Dear Mayo Clinic, My 70 year old father-in-law smoked for over 30 years. I’ve read that men who have smoked in the past should be screened for an abdominal aortic aneurysm. What does this screening include? What to do if he is diagnosed with an aneurysm?
answers: A number of factors can increase the risk of developing an abdominal aortic aneurysm. One of the most important is tobacco use. In addition to the direct harmful effects that smoking has on the arteries, smoking contributes to the buildup of fatty deposits in the arteries and to high blood pressure. Smoking can also cause an aneurysm to grow faster by damaging the wall of the aorta.
Other risk factors include a family history of abdominal aortic aneurysms, being male, and having atherosclerosis, which is a condition in which fat and other substances build up in the lining of your blood vessels. The risk of an abdominal aortic aneurysm also increases with age.
Given his smoking history and age, you are right that your father-in-law should be evaluated for an abdominal aortic aneurysm.
Recommended screening usually includes a physical exam and an abdominal ultrasound. In some cases, other imaging tests may also be necessary. If an abdominal aortic aneurysm is found, treatment depends on the size of the aneurysm, its growth rate, and whether it’s causing symptoms.
The aorta is a large garden hose-sized blood vessel that runs from your heart through the middle of your chest and abdomen. Two types of aortic aneurysms can occur in the vessel wall. An abdominal aortic aneurysm is a bulge in the aorta just above the area of your belly button that forms due to weakness in the blood vessel wall. A thoracic aneurysm can also occur along the part of the vessel that runs through the chest cavity. The greatest risk of such an aneurysm is that it could rupture.

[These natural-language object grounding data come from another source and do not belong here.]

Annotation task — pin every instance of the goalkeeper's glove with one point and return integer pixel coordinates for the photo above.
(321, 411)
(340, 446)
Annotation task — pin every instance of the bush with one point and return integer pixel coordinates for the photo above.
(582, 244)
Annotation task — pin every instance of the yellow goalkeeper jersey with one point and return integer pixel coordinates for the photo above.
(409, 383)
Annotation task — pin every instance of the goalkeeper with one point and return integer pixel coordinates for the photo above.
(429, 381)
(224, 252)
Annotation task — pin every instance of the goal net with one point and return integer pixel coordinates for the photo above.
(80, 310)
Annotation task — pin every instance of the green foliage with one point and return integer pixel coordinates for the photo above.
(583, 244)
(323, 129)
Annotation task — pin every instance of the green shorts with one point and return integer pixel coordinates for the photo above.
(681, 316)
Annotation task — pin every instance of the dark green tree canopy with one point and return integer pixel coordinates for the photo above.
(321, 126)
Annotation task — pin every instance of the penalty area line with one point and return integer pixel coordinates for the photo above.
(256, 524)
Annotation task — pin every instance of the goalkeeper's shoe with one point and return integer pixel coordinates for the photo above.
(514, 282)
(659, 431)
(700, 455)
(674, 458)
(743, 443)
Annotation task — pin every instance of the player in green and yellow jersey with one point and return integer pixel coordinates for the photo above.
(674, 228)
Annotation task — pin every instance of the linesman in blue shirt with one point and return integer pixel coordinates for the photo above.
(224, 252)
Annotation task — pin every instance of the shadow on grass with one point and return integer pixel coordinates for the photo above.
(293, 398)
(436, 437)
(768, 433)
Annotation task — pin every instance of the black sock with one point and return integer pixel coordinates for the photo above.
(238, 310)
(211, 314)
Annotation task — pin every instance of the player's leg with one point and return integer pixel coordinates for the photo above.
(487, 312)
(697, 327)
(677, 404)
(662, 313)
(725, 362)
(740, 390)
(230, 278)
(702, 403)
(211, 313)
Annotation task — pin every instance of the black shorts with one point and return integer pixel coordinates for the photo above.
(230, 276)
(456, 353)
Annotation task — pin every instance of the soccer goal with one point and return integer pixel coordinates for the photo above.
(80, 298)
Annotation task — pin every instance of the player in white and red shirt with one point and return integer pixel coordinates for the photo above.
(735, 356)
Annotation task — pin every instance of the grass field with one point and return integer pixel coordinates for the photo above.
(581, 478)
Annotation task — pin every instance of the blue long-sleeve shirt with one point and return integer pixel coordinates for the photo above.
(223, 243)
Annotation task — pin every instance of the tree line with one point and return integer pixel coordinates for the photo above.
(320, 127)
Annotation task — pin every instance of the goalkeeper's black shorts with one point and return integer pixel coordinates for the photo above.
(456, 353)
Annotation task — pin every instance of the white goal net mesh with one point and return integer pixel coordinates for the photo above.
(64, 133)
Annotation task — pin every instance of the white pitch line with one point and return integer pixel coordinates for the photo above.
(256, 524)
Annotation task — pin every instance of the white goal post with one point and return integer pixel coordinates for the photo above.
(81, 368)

Because it provides the body with much of its blood supply, a rupture in the abdominal aorta can lead to life-threatening internal bleeding.
Because of the various risk factors, many health organizations, including the Mayo Clinic, recommend that men ages 65 to 75 who are or have been smokers be screened for an abdominal aortic aneurysm. Men and women who have a family history of the disease may need to start screening earlier. Currently, data on screening women with a prior history of smoking are inconclusive for screening for abdominal aortic aneurysms.
Screening is important because in most cases, aneurysms grow slowly and cause no noticeable signs or symptoms until they rupture. Although rare, an abdominal aortic aneurysm that has not ruptured can trigger persistent back pain; deep, constant abdominal pain; or a throbbing sensation near the belly button.
Symptoms of a ruptured abdominal aortic aneurysm include sudden back pain, abdominal pain, or fainting. If your father-in-law experiences any of these symptoms, it’s important that he gets emergency medical care right away.
If a screening test finds an aneurysm, surgery to repair the aneurysm is usually recommended if the aneurysm is 5.5 centimeters or larger, if it is growing rapidly, or if it is causing pain or showing signs of blood clots forming. If an aneurysm is small, growing slowly, and not causing bothersome symptoms, a doctor may recommend monitoring it regularly without immediate treatment.
Although an abdominal aortic aneurysm is a potentially serious health condition, the outlook is good if these aneurysms are caught early. Even large aneurysms can often be successfully repaired.